Download PDF On January 15, 2012, veteran education researcher Craig Jerald was feeling a little frustrated by the lack of discussion about education in the Republican primary debates. So he logged into his Twitter account to vent to his four hundred–plus followers: “Presidential debate moderators have mostly ignored education. Anyone miss ED in ’08 now???”
ED in ’08 (Education in 2008) was an effort to make education a big part of the 2008 presidential campaign—to make the candidates take education seriously and talk about it during debates and on the campaign stump. Jerald had poured his heart into the effort. Four years later, most others remembered it as a costly failure, if they remembered it at all.
Indeed, it didn’t take long for longtime thinktanker Andy (“Eduwonk”) Rotherham to respond to Jerald’s tweet: “OK, but what’s a good price per question? Those were expensive,” he asked, referring to the mere twenty education-related questions that moderators had asked the candidates in 2007 and 2008.
ED in ’08 was the largest single-issue advocacy campaign in the history of education reform. But the initiative, funded by the Bill and Melinda Gates and Eli and Edythe Broad Foundations, was shuttered after just sixteen months and written off by outside observers and the funders themselves.

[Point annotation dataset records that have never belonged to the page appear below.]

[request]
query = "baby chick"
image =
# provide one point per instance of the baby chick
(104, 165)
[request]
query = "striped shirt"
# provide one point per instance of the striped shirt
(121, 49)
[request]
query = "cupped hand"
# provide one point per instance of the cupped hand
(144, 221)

Heading into the 2012 campaign season, no one gave any serious thought to repeating the experiment. “We have no plans for another such effort,” Broad Foundation policy director Gregory McGinity said in a September 7, 2011, e-mail interview.

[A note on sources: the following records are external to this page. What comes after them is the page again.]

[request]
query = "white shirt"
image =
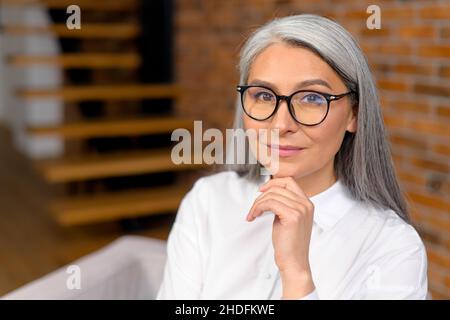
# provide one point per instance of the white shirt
(356, 251)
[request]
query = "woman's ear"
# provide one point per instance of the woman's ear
(352, 123)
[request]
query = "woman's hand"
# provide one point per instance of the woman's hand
(291, 233)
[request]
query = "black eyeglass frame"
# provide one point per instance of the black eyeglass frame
(329, 97)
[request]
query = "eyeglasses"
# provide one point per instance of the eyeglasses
(307, 107)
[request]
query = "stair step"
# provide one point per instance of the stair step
(80, 60)
(88, 30)
(117, 205)
(111, 165)
(104, 92)
(113, 128)
(104, 5)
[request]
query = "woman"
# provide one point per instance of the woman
(335, 223)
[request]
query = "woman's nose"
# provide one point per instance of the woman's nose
(283, 120)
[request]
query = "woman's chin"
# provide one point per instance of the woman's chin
(285, 171)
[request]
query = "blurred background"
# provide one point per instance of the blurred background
(86, 115)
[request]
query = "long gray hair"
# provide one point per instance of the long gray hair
(363, 163)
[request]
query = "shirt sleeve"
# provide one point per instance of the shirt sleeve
(182, 272)
(400, 274)
(311, 296)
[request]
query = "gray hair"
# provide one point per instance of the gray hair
(363, 163)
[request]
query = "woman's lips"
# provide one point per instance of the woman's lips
(285, 150)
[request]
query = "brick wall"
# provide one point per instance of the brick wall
(410, 58)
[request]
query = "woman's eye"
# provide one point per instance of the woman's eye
(264, 96)
(313, 99)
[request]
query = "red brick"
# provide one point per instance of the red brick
(435, 50)
(435, 12)
(416, 31)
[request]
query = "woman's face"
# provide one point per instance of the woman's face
(286, 69)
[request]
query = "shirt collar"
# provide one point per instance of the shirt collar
(330, 205)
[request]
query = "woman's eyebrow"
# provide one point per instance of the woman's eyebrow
(299, 85)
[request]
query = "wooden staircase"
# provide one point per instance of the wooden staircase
(86, 165)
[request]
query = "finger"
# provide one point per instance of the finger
(287, 183)
(285, 192)
(282, 191)
(280, 209)
(271, 195)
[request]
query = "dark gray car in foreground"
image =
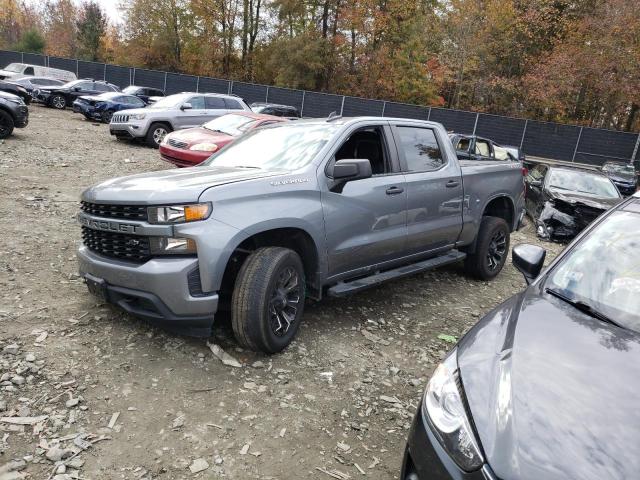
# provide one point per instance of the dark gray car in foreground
(292, 211)
(547, 385)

And yet, education advocacy organizations very much like ED in ’08 have proliferated in the years following the 2008 elections, as has philanthropic support for political advocacy. The Obama administration’s education priorities have resembled those pushed by ED in ’08 in several key regards. And, as Jerald noted, the 2012 campaign has been thus far devoid of much substantive discussion about education reform.
Was ED in ’08 a complete and utter failure, then, or the underappreciated prototype for what has become a widespread approach to promoting school reform and the hidden influence over the Obama education agenda? “At the time, it seemed irrelevant,” said Diane Ravitch, the New York University education historian and a prominent critic of current reform ideas. “Though in retrospect it may have set the groundwork. Little did we know.”